Dans le Punjab et le Sindh, la mer intérieure créée par l’Indus a laissé par endroits de vastes étendues d’eau stagnante, un site de reproduction idéal pour les moustiques vecteurs du paludisme. De nombreux villages transformés en îles dépendent toujours des hélicoptères pour leur approvisionnement.

L’eau a aussi anéanti des dizaines de milliers d’hectares de récoltes : riz, blé, fruits et coton, une source de recettes d’exportations vitale pour le Pakistan. Des centaines de milliers de têtes de bétail ont péri, et les prix des denrées ont explosé dans toutes les villes du pays.

Par milliers, les habitants — pour la plupart des villageois qui dépendent de l’agriculture — se sont rassemblés dans des centaines de camps, où ils ont reçu de l’eau (acheminée par camion-citerne) et des vivres. À tous leurs maux s’ajoute l’approche de l’hiver, alors que près d’un million de femmes, d’hommes et d’enfants vivent de l’aide d’urgence et dans des logements provisoires.

«Nous sommes très reconnaissants pour l’aide reçue, mais il nous en faut davantage», dit Fazlay Razak, agriculteur à Charsadda, où les exploitations agricoles ont été englouties par la boue, qui a détruit les champs de blé et de canne à sucre. «La nourriture qu’on nous a distribuée ne va pas durer, et sans de bonnes terres à cultiver, je ne peux pas me mettre à l’oeuvre pour produire de quoi nourrir mes enfants.»

Rédaction : Alex Wynter, reportages : Alex Wynter et Jessica Barry.
Alex Wynter, journaliste indépendant basé au Royaume-Uni, a été porte-parole de la FICR au Pakistan en août et au début de septembre 2010, et chef de l’équipe de communication en Haïti de février à mai. Jessica Barry, déléguée du CICR chargée de communication, a aussi travaillé en Haïti et au Pakistan.

 


Un homme porte un sac de vivres distribué par le Croissant-Rouge pakistanais à Nowshera au mois d’août.
©REUTERS /Patrick Fuller/FICR, avec l’autorisation de www.alertnet.org

Doublement victimes

Les incroyables images de l’Indus en crue — ces photographies de villageois échoués et de camions submergés — illustrent clairement l’ampleur des inondations au Pakistan. Ces événements surviennent dans un contexte particulièrement délicat pour les agents de l’assistance humanitaire : des communautés déjà touchées par les combats se trouvent plongées dans un autre cataclysme.

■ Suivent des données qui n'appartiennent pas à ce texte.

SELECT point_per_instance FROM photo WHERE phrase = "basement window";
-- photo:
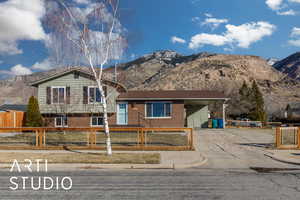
(158, 110)
(61, 121)
(97, 121)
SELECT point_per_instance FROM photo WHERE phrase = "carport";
(200, 111)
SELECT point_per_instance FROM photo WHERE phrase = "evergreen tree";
(258, 112)
(33, 115)
(244, 104)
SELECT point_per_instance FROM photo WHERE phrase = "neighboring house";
(12, 115)
(292, 111)
(71, 99)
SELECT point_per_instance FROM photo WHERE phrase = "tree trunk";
(105, 117)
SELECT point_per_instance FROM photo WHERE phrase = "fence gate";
(288, 137)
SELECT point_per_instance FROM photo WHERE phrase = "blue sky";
(267, 28)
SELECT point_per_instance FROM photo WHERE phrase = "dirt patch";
(79, 157)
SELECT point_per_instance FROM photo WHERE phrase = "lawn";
(80, 139)
(83, 157)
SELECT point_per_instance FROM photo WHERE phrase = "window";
(94, 95)
(58, 95)
(76, 75)
(61, 121)
(97, 121)
(158, 109)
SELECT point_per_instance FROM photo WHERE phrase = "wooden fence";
(251, 124)
(11, 119)
(288, 137)
(169, 139)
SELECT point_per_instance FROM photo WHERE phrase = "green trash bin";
(215, 123)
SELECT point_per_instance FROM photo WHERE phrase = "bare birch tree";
(91, 33)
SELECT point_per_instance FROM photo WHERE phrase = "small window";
(76, 75)
(97, 121)
(58, 95)
(158, 109)
(61, 121)
(94, 95)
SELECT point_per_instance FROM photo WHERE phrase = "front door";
(122, 113)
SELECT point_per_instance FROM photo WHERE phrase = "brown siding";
(77, 120)
(9, 119)
(136, 115)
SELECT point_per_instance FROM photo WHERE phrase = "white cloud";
(294, 1)
(214, 22)
(44, 65)
(208, 15)
(82, 1)
(282, 7)
(207, 39)
(175, 39)
(295, 32)
(274, 4)
(16, 70)
(20, 20)
(286, 13)
(295, 37)
(241, 36)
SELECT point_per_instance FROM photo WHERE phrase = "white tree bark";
(82, 43)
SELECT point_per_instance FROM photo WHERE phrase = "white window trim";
(65, 94)
(171, 109)
(95, 96)
(118, 123)
(91, 121)
(62, 126)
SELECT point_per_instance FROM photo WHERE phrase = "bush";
(33, 115)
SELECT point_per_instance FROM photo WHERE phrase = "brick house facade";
(71, 99)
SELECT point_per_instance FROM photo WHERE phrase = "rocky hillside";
(290, 66)
(170, 70)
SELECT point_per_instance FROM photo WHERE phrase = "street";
(166, 184)
(237, 168)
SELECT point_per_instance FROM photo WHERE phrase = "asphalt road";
(163, 184)
(237, 169)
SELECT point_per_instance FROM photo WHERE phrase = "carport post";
(224, 115)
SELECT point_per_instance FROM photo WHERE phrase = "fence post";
(298, 137)
(142, 137)
(278, 137)
(192, 139)
(36, 138)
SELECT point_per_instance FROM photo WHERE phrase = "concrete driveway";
(237, 148)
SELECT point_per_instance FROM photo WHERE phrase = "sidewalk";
(285, 156)
(169, 160)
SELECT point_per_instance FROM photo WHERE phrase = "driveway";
(237, 148)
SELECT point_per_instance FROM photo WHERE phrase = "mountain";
(272, 61)
(169, 70)
(290, 66)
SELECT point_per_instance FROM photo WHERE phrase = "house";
(71, 99)
(12, 115)
(292, 111)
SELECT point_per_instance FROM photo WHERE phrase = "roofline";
(121, 99)
(38, 82)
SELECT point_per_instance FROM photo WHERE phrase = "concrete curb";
(86, 166)
(284, 160)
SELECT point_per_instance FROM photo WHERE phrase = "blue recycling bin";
(220, 123)
(215, 123)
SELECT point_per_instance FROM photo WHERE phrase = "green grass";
(80, 139)
(83, 157)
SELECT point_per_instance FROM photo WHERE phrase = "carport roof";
(16, 107)
(172, 94)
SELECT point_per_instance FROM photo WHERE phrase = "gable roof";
(72, 70)
(172, 94)
(16, 107)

«Au Pakistan, nous sommes témoins d’un phénomène sans précédent, explique Jacques de Maio, chef des opérations du CICR pour l’Asie du Sud. La complexité de la crise, le nombre de facteurs, distincts et concomitants, qui entrent en jeu dans le pays est extraordinaire.»

Dans des lieux comme le district de Malakand, dans le Khyber Pakhtunkhwa, cela signifie aussi que la population subit une double épreuve. «Plus d’un million de personnes avaient été déplacées par les combats dans cette région au cours de la seule année écoulée, explique Pascal Cuttat, le chef de la délégation du CICR à Islamabad. Un grand nombre d’entre elles sont encore déplacées à l’heure qu’il est, et nous continuons à les aider. Là-dessus, les inondations sont arrivées, et des dizaines de milliers de personnes souffrent des effets combinés des combats et des inondations.»

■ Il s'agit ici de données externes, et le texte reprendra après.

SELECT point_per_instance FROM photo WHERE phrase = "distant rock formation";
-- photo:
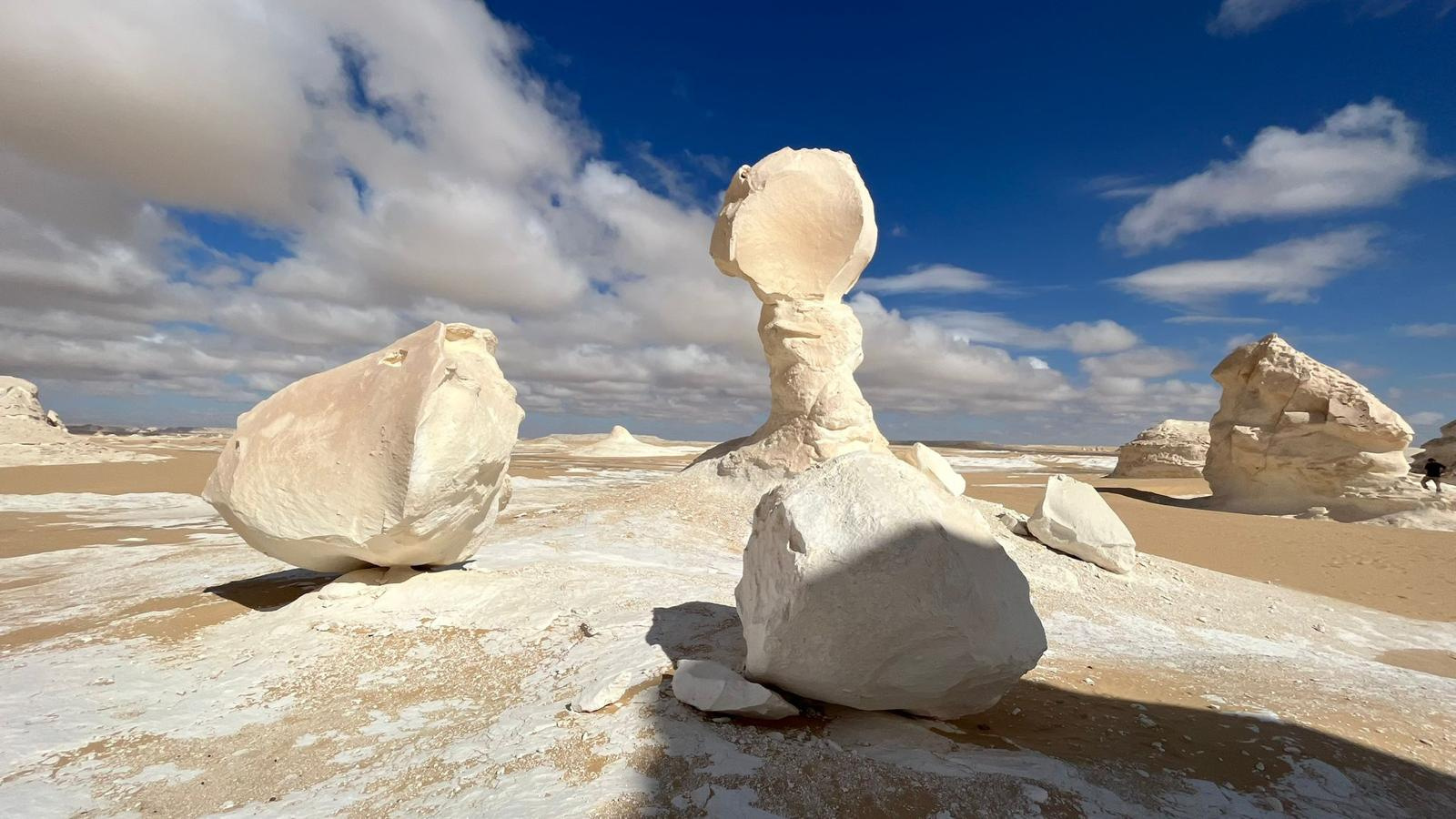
(393, 460)
(1293, 433)
(800, 228)
(866, 586)
(22, 419)
(1074, 519)
(619, 443)
(1443, 450)
(35, 436)
(1171, 450)
(935, 467)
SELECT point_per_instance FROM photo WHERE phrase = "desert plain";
(155, 665)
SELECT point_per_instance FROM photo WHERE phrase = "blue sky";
(322, 182)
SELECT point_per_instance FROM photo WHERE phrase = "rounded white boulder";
(398, 458)
(866, 586)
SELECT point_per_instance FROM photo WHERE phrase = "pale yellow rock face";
(1169, 450)
(797, 225)
(398, 458)
(800, 228)
(1292, 433)
(934, 465)
(22, 419)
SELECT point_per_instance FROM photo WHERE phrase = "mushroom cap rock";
(798, 225)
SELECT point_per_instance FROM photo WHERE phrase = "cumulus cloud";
(1289, 271)
(411, 169)
(1436, 329)
(934, 278)
(1085, 339)
(1198, 318)
(1426, 419)
(1244, 16)
(1360, 157)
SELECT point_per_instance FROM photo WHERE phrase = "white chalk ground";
(131, 682)
(79, 450)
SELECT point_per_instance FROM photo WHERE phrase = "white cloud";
(1143, 363)
(1242, 16)
(1216, 319)
(1360, 157)
(1438, 329)
(1289, 271)
(1085, 339)
(415, 171)
(934, 278)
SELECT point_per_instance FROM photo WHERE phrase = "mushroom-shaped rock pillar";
(800, 228)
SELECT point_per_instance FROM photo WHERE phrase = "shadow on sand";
(1145, 753)
(1159, 499)
(268, 592)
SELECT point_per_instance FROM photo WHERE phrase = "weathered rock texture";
(398, 458)
(1443, 450)
(800, 228)
(713, 687)
(22, 419)
(1072, 518)
(1292, 433)
(1171, 450)
(619, 443)
(934, 465)
(866, 586)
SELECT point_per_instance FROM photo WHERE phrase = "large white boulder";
(22, 419)
(1072, 518)
(713, 687)
(1171, 450)
(1292, 433)
(797, 227)
(800, 228)
(398, 458)
(934, 465)
(866, 586)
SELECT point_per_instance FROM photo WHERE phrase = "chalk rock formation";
(1292, 433)
(619, 443)
(393, 460)
(1171, 450)
(935, 467)
(22, 419)
(1443, 450)
(866, 586)
(1072, 518)
(800, 228)
(713, 687)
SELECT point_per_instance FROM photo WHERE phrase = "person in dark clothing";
(1433, 472)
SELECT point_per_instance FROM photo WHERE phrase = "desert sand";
(153, 663)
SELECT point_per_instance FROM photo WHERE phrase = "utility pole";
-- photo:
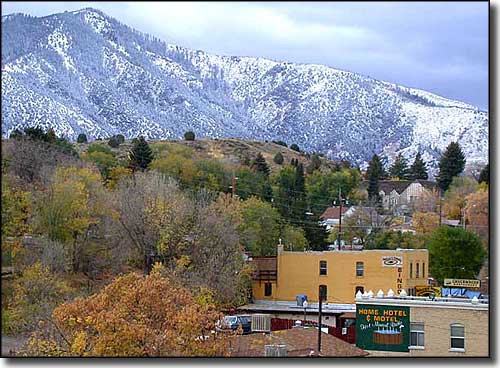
(440, 201)
(233, 185)
(319, 319)
(340, 217)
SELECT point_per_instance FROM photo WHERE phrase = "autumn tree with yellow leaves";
(134, 316)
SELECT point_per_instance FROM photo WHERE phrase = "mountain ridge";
(144, 85)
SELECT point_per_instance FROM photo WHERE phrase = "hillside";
(229, 150)
(84, 71)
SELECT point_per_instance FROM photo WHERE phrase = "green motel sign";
(385, 328)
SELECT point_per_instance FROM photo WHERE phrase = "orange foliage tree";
(134, 316)
(476, 212)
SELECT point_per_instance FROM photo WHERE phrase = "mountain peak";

En outre, les victimes des inondations doivent dans certaines régions compter avec un autre problème : la menace des mines antipersonnel. Charriées par les eaux depuis les montagnes où les combats se poursuivent, les mines et les munitions non explosées ont contaminé des zones jusque-là épargnées. Khawaga Bibi l’a appris à ses dépens un matin, alors qu’elle était partie comme d’habitude ramasser du bois de feu avec les autres femmes du village, près de Dera Ismail Khan. Alors qu’elle se penchait pour ramasser une branche, elle a posé le pied sur une mine, qui a arraché sa jambe droite sous le genou et l’a blessée à l’épaule et au bras. Elle a été soignée à l’hôpital chirurgical pour les personnes blessées par arme qu’administre le CICR à Peshawar. Trois enfants ont été grièvement blessés dans un autre accident.